Sí, el final es ridículo, como suelen serlo las buenas leyendas. Aunque, pensándolo bien, no es más ridículo que cierto relato que hoy circula con sorprendente seriedad: que Chile se cae a pedazos.
Lamentablemente, la política suele parecerse más a los relatos que a la realidad. Prueba de ello es que, en el debate público chileno, se ha instalado con sorprendente facilidad una narrativa, según la cual el país vive una suerte de derrumbe permanente: que la economía está destruida, que las instituciones colapsan y que el futuro no ofrece más que decadencia. Incluso se ha llegado a decir que el Estado estaba en quiebra, algo que economistas de renombre —como Juan Andrés Fontaine, Ignacio Briones y Rosanna Costa— han desmentido.
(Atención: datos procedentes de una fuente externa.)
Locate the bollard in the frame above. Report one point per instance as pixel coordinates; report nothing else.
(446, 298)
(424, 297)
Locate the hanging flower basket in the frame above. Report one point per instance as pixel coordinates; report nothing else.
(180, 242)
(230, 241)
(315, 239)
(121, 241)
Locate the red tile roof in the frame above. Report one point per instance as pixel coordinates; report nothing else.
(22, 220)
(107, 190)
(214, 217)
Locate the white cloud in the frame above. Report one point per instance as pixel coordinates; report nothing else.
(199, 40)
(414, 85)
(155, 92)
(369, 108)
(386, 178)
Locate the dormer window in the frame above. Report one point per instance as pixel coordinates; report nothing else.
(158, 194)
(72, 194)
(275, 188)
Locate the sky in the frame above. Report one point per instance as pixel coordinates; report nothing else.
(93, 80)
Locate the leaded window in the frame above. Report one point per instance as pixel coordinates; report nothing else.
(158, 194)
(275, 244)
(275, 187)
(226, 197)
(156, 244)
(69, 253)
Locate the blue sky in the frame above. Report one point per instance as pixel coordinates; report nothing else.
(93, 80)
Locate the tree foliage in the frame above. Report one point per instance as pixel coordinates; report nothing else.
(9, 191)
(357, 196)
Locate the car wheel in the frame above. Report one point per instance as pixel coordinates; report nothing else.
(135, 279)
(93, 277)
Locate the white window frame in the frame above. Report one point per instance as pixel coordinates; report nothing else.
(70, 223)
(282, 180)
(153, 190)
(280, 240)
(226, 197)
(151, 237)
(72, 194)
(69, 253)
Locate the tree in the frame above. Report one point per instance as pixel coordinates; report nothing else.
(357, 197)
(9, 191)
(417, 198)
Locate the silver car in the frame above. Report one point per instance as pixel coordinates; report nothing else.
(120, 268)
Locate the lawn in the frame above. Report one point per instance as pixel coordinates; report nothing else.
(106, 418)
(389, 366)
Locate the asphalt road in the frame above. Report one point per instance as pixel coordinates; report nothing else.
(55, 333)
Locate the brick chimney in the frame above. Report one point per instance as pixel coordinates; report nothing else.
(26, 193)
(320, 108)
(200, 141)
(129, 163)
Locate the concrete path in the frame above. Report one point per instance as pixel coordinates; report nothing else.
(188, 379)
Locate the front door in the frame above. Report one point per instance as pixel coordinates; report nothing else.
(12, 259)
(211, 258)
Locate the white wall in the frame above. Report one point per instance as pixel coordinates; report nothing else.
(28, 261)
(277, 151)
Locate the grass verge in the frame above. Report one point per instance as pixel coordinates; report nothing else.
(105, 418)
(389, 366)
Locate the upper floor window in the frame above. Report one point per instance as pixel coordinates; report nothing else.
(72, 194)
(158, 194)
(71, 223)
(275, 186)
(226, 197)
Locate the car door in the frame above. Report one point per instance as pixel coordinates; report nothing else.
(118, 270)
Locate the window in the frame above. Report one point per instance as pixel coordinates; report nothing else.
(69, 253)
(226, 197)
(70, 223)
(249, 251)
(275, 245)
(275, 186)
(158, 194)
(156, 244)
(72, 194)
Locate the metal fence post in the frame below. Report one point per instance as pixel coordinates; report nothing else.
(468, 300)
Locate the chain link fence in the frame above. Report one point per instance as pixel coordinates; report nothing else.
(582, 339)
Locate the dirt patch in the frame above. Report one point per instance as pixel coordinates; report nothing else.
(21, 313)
El problema de esas narrativas no es que critiquen —la crítica siempre es necesaria—, sino que transforman la discusión pública en algo parecido a una leyenda: un relato donde todo se exagera, donde los matices desaparecen y donde la realidad termina relegada por la épica.
La campaña anterior es un excelente ejemplo de esto: José Antonio Kast prometió en campaña no tocar beneficios sociales para reducir el gasto fiscal. Tres meses después planteó limitar la gratuidad hasta los 30 años. Desde el otro sector, Jeannette Jara en primera vuelta negó rotundamente a nacionalización del cobre, pese a tenerlo escrito textualmente en su programa. Y así podríamos seguir dando ejemplos.
Chile tiene problemas reales: crecimiento lento, inseguridad, desconfianza en las instituciones. Negarlos sería tan absurdo como el cuento medieval con el que comenzamos. Pero otra cosa muy distinta es sostener que el país entero se ha convertido en un desastre irreversible.
Tal vez el verdadero problema no es el país que algunos describen en sus relatos apocalípticos, sino otro más profundo: hemos perdido el respeto por la honestidad democrática y somos capaces de negar la verdad cuando no favorece a nuestro propio sector político.
Después de todo, parece que las leyendas no solo se cuentan sobre el pasado: también se inventan sobre el presente.